Step 5 - Failure Notifications
If Overleaf goes down or the compile fails and the download link isn't found, I wanted to know immediately. The simplest option: GitHub's built-in email notifications.
Go to: GitHub profile → Settings → Notifications → Actions → Failed workflows
That's it. Zero config, instant email on any workflow failure.
For something more immediate (like Telegram), you can add this step at the end of the workflow:
- name: Notify on failure
if: failure()
run: |
curl -s -X POST "https://api.telegram.org/bot${{ secrets.TELEGRAM_TOKEN }}/sendMessage" \
-d chat_id="${{ secrets.TELEGRAM_CHAT_ID }}" \
-d text="❌ Resume scraper failed - check the Actions tab."
The Final Repo Structure
Resume/
├── .github/workflows/scrape.yml # the workflow
├── scrapped/ # daily archive (7-day TTL)
│ ├── resume01.pdf
│ └── resume02.pdf
├── scraper.js # the scraper
├── package.json
├── History.json # download log
└── Nakul_Dev_M_V_Resume.pdf # ← always the latest
History.json logs every run:
{
"timestamp": "2026-03-15T06:02:41.000Z",
"scrappedFile": "scrapped/resume01.pdf",
"rootFile": "Nakul_Dev_M_V_Resume.pdf",
"link": "https://www.overleaf.com/download/project/..."
}
Result
- ✅ Resume auto-updates every day at 06:00 UTC
- ✅ Portfolio visitors can trigger a fresh scrape via the API route (with cooldown)

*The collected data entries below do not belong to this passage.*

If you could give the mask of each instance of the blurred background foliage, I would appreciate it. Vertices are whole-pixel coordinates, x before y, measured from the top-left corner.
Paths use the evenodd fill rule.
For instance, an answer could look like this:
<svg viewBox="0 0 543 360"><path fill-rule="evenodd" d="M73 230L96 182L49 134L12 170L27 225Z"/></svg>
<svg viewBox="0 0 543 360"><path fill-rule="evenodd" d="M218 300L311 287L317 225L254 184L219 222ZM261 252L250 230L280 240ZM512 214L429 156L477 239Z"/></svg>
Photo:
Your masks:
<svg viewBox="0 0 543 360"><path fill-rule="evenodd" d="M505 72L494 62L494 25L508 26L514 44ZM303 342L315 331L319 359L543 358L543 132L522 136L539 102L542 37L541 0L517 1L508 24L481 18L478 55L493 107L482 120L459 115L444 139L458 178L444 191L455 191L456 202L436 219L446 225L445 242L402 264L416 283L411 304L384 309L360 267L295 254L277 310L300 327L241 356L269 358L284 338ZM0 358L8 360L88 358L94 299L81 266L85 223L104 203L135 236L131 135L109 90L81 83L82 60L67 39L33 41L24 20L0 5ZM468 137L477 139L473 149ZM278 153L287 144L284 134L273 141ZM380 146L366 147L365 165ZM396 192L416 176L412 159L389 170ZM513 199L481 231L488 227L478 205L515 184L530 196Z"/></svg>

- ✅ Root PDF always has a fixed, linkable filename
- ✅ Weekly archive kept for 7 days, then cleaned up
- ✅ Email alert if anything breaks
Direct link to my latest resume:
👉 nakuldevmv.github.io/Resume/Nakul_Dev_M_V_Resume.pdf
Full source code:
👉 github.com/nakuldevmv/Resume
Portfolio:
👉 nakuldev.vercel.app
If you also write your resume in LaTeX on Overleaf, you can fork the repo, swap out the share URL and PDF filename in scraper.js, and have this running for yourself in under 10 minutes.